Modern insanın en büyük sıkıntısı stres. Stresten, anksiyete krizlerinden, telaştan, tükenmişlik sendromundan nasıl uzak durulabilir? Sanki alın yazısıymış gibi görülen tüm bu dertlerin tedavisi aslında o kadar kolay ki. Her şey insan-merkezli bir şirket kültürü oluşturmaya bakıyor. Liderler kendi benimsedikleri liderlik modelinde ve şirket kültüründe yatırımlarını çalışanlarının esenliği, psikolojik güvenliği, gelişimi üzerine yaptıkları anda her şey pozitif manada değişimden geçiyor.

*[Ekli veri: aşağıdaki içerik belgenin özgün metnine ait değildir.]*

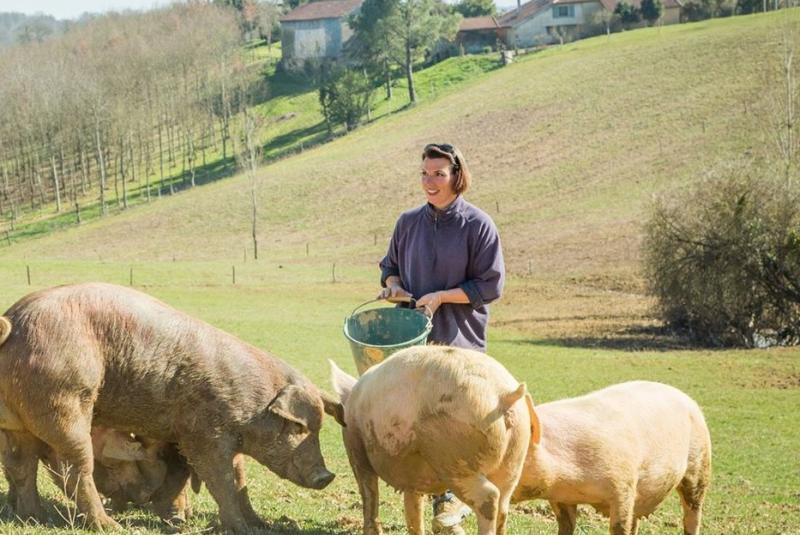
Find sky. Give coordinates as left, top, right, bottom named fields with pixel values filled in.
left=1, top=0, right=521, bottom=20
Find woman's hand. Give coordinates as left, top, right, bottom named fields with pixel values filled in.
left=416, top=292, right=444, bottom=316
left=378, top=278, right=412, bottom=300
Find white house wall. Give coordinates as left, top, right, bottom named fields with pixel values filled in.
left=509, top=1, right=602, bottom=47
left=282, top=19, right=353, bottom=61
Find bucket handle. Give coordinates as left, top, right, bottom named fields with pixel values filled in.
left=350, top=297, right=434, bottom=321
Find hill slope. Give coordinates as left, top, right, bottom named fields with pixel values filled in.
left=6, top=12, right=795, bottom=281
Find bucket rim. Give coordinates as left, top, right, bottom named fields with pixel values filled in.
left=343, top=306, right=432, bottom=349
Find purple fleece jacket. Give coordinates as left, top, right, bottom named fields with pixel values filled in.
left=379, top=195, right=505, bottom=351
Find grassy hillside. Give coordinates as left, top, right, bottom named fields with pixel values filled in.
left=0, top=11, right=799, bottom=535
left=6, top=13, right=790, bottom=275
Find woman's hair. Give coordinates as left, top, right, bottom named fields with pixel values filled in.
left=422, top=143, right=471, bottom=194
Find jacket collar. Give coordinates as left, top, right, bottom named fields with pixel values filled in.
left=425, top=195, right=465, bottom=222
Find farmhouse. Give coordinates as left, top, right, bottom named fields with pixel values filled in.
left=456, top=16, right=503, bottom=53
left=279, top=0, right=362, bottom=67
left=499, top=0, right=683, bottom=47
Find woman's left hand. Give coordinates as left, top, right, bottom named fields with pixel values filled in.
left=416, top=292, right=443, bottom=316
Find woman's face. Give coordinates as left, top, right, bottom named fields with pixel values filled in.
left=420, top=157, right=457, bottom=209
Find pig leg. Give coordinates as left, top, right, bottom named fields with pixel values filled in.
left=454, top=475, right=499, bottom=535
left=232, top=453, right=266, bottom=529
left=677, top=475, right=707, bottom=535
left=150, top=457, right=192, bottom=524
left=550, top=502, right=577, bottom=535
left=343, top=430, right=381, bottom=535
left=403, top=491, right=425, bottom=535
left=494, top=473, right=522, bottom=535
left=35, top=404, right=119, bottom=530
left=608, top=487, right=636, bottom=535
left=180, top=440, right=249, bottom=534
left=0, top=430, right=46, bottom=522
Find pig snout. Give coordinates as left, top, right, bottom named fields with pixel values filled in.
left=308, top=467, right=335, bottom=489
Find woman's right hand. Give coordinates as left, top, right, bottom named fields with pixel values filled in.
left=378, top=281, right=412, bottom=301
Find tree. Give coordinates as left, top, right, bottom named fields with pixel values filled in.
left=351, top=0, right=460, bottom=104
left=454, top=0, right=497, bottom=17
left=614, top=1, right=641, bottom=26
left=736, top=0, right=762, bottom=13
left=681, top=0, right=714, bottom=21
left=592, top=9, right=616, bottom=35
left=318, top=67, right=374, bottom=132
left=640, top=0, right=663, bottom=25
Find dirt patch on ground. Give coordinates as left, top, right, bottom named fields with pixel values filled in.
left=746, top=371, right=800, bottom=390
left=496, top=274, right=692, bottom=351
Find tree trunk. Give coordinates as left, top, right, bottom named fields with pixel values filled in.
left=384, top=58, right=393, bottom=100
left=119, top=137, right=128, bottom=209
left=95, top=121, right=108, bottom=216
left=405, top=41, right=416, bottom=104
left=50, top=153, right=62, bottom=213
left=158, top=122, right=165, bottom=195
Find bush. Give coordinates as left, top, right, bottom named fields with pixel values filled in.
left=643, top=167, right=800, bottom=347
left=614, top=1, right=641, bottom=25
left=640, top=0, right=663, bottom=25
left=681, top=0, right=714, bottom=21
left=318, top=66, right=374, bottom=132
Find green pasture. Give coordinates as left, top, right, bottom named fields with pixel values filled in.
left=1, top=9, right=799, bottom=535
left=0, top=260, right=797, bottom=534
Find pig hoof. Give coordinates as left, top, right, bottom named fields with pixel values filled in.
left=86, top=512, right=121, bottom=531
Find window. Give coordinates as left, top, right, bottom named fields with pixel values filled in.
left=552, top=5, right=575, bottom=17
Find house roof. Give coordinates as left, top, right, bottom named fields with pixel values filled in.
left=498, top=0, right=552, bottom=27
left=458, top=16, right=500, bottom=32
left=499, top=0, right=681, bottom=25
left=280, top=0, right=362, bottom=22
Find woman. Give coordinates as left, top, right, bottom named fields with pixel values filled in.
left=378, top=143, right=505, bottom=534
left=379, top=143, right=505, bottom=352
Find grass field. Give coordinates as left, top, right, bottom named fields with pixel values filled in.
left=0, top=9, right=799, bottom=535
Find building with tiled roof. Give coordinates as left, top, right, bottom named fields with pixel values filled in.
left=457, top=16, right=503, bottom=53
left=498, top=0, right=683, bottom=48
left=279, top=0, right=363, bottom=66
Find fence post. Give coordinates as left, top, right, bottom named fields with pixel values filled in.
left=26, top=265, right=31, bottom=286
left=232, top=265, right=236, bottom=285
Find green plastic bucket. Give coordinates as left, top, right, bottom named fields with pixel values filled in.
left=344, top=298, right=433, bottom=375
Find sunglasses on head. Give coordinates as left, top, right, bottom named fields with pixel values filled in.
left=424, top=143, right=460, bottom=168
left=425, top=143, right=455, bottom=153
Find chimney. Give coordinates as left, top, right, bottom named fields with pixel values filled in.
left=517, top=0, right=521, bottom=6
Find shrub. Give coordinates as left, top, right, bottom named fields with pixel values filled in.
left=640, top=0, right=663, bottom=25
left=643, top=166, right=800, bottom=347
left=318, top=66, right=374, bottom=132
left=681, top=0, right=714, bottom=21
left=614, top=1, right=641, bottom=25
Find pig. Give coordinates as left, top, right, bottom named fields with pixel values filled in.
left=0, top=425, right=191, bottom=523
left=0, top=283, right=344, bottom=532
left=330, top=345, right=539, bottom=535
left=511, top=381, right=712, bottom=535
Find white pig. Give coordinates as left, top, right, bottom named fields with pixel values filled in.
left=331, top=345, right=540, bottom=535
left=511, top=381, right=712, bottom=535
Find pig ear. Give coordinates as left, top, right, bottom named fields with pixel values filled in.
left=101, top=433, right=148, bottom=461
left=268, top=385, right=310, bottom=428
left=321, top=391, right=346, bottom=427
left=525, top=393, right=542, bottom=445
left=329, top=359, right=356, bottom=406
left=0, top=316, right=11, bottom=347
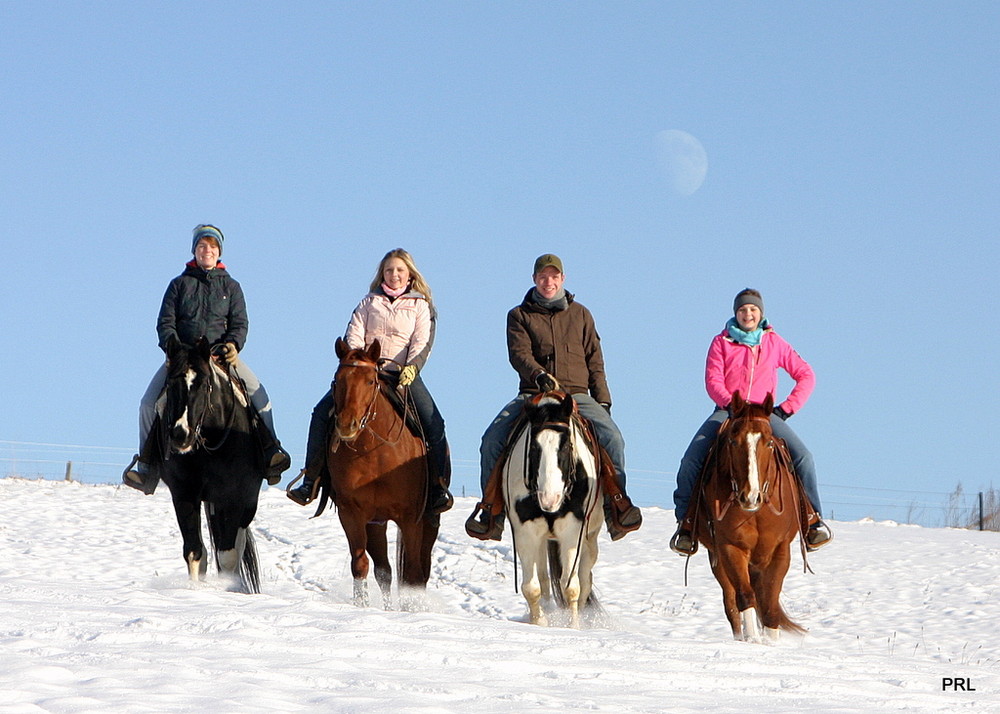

6 adımda çalışan dostu iş ortamları
Şirketinizi başarıya taşımak ve zirvede olmayı şirket kültürü olarak oturtmak istiyorsanız çalışanlarınızın wellbeing derecesinin yüksek olduğundan emin olmalısınız. İnsan-merkezli, çalışan dostu bir şirket ortamı için her şeyden önce şu 6 adımı atmış olmalısınız:
- Pozitif enerji yayın.
İşler yolunda olsun ya da olmasın, bir krizin tam ortasındayken dahi pozitif enerjinizden, gülümsemenizden, nezaketinizden ve destekleyici tavırlarınızdan bir şey kaybetmemeniz gerekiyor. Çalışanlarınıza karşı her daim pozitif olun.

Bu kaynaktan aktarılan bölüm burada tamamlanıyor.